Vladimir Arséniev, Dersou Ouzala

Massif de L’Aigoual, lac des Pises

Dans la taïga oussourienne, il faut toujours prévoir la possibilité de se trouver face à face avec des fauves. Mais rien n’est aussi désagréable que de se heurter à un être humain. La bête, généralement, se sauve à la vue d’un homme et ne l’attaque que si elle est pourchassée. Dans ces cas-là, chasseur et animal savent ce qu’ils ont à faire. Un être humain est tout autre chose. Il n’y a pas de témoins oculaires dans la taïga, aussi la coutume a-t-elle créé cette tactique singulière : l’homme qui en aperçoit un autre doit tout d’abord se cacher et tenir sa carabine prête. (77)

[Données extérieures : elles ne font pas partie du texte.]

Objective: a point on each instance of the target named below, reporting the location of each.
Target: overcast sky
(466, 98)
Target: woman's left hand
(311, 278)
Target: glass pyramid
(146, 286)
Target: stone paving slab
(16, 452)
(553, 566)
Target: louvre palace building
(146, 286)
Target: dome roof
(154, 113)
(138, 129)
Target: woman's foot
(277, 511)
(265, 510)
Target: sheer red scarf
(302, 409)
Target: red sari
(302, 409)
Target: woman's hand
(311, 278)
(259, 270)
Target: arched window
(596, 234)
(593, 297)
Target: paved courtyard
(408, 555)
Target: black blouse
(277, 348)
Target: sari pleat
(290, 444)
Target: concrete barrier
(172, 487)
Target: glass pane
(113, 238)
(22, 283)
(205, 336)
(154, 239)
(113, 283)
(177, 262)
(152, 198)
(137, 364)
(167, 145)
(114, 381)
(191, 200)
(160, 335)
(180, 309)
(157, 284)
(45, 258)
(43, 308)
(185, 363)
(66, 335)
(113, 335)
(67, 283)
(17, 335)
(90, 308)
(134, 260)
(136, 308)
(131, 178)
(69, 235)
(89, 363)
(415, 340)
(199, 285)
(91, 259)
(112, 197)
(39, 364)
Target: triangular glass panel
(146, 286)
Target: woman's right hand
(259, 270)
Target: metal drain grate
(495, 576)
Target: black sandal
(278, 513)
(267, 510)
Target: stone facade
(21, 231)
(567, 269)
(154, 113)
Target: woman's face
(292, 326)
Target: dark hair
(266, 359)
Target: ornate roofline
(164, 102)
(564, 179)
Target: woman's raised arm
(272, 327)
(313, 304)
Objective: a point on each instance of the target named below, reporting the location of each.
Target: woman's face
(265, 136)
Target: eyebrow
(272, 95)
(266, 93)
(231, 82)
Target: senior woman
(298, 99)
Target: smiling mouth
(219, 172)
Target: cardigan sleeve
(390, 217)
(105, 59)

L’écriture est simple et humble, sobre en sentiments personnels. Le narrateur, en sa qualité d’observateur scientifique, s’efface, se glisse derrière les bouleaux, ratons laveurs, polatouches, chênes et grimpereaux. Il rapporte des bruits, des sensations. Le cri aigu, perçant et court de l’écureuil, la chaleur de l’air, la terrible piqûre des gnouss, le souffle de l’ours. Les descriptions des mœurs côtoyées et des paysages traversés n’ont pas beaucoup de relief pour notre goût actuel. On a le sentiment d’un monde lointain qui se dérobe à notre compréhension. Le passage qui se situe entre la première rencontre avec Dersou et la seconde est assez lancinante et morne. C’est le Gold, qui, par sa présence, fait respirer le livre. On découvre un pisteur hors pair, à l’égal de l’inspecteur australien Napoléon Bonaparte, du navajo Joe Leaphorn, voire même de Sherlock Holmes. Il est à la fois touchant et insaisissable. En refermant l’ouvrage, on se dit qu’Akira Kurosawa en a tiré toute la substance.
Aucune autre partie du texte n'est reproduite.